Coline Oil Co. v. Cannon

Decision Date21 January 1930
Docket NumberCase Number: 18321
PartiesCOLINE OIL CO. v. CANNON, Trustee, et al.
CourtOklahoma Supreme Court
Syllabus

¶0 1. Estates--Merger of Estates.

The common-law rule of merger of estates is a rule of action in this state and is operative when a greater and a lesser estate coincide and vest in the same person where there is no intermediate estate intervening. In respect to a union of a servitude and a servient tenement in the same person, the rule is statutory.

2. Same--Equity Jurisdiction to Prevent Merger.

Where justice requires it, a legal merger may be prevented by a court of equity.

3. Oil and Gas--Extinguishment of Lease by Assignment to Purchaser of Property.

Where a lessee of an oil and gas lease assigns his leasehold interest to another, who is the owner in fee of a part of the leased premises by purchaser thereof from the lessor subsequent to the making of such lease, the legal operation of such assignment as to the part of the leased premises owned in fee by the assignee is the extinguishment of the lease.

4. Oil and Gas--Termination of Lease by Expiration of Primary Term Without Development.

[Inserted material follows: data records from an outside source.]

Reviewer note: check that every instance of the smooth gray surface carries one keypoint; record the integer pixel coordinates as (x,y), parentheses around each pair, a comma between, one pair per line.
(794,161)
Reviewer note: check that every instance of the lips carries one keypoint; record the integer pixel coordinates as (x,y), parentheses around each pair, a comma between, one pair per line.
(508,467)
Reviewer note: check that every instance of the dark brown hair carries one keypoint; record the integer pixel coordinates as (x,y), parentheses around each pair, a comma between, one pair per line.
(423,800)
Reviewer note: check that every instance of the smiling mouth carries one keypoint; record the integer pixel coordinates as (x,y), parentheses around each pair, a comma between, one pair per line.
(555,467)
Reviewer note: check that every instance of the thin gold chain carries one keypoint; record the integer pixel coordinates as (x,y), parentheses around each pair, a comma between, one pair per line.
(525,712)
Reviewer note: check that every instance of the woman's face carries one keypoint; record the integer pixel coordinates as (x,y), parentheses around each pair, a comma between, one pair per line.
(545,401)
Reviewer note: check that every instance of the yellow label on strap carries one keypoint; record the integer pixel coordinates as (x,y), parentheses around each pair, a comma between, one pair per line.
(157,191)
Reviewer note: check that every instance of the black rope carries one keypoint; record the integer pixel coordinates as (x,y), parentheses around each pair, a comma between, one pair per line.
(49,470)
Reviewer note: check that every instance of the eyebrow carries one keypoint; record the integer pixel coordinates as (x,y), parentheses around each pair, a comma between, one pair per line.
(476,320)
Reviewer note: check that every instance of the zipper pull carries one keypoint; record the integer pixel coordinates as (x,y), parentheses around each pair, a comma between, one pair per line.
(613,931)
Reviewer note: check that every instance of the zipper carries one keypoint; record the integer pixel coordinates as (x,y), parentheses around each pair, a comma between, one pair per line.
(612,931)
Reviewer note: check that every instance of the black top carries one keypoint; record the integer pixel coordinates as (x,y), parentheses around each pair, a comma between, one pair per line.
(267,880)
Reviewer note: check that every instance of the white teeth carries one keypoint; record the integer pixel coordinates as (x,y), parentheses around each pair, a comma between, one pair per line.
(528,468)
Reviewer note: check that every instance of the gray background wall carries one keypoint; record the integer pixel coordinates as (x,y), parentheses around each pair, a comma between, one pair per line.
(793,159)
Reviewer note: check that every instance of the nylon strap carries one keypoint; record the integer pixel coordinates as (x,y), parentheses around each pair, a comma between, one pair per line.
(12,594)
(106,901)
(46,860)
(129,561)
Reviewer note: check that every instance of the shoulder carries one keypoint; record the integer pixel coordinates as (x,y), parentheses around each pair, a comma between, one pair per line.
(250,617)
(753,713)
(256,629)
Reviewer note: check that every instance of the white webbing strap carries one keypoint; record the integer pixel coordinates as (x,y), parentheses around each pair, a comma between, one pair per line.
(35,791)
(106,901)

In a case as described in paragraph 3 of this syllabus, where an oil and gas lease on the remainder of the leased premises provides that it shall exist "for a period of ten years and as long thereafter as oil or gas may be found in paying quantities on said premises," it is incumbent upon the lessee or his assignee to find oil or gas in paying quantities prior to the expiration of the primary term in order to have continued in force the lease beyond that term under the extension provision, and, where neither of such minerals is so found, the lease upon the expiration of the primary term is automatically terminated.

Commissioners' Opinion, Division No. 1.

Error from District Court, Carter County; W. F. Freeman, Judge.

Action by Hal M. Cannon, trustee of the estate of J. S. Mullen, bankrupt, and W. M. Bonner, against Coline Oil Company. Judgment for plaintiffs, and defendant appeals. Affirmed.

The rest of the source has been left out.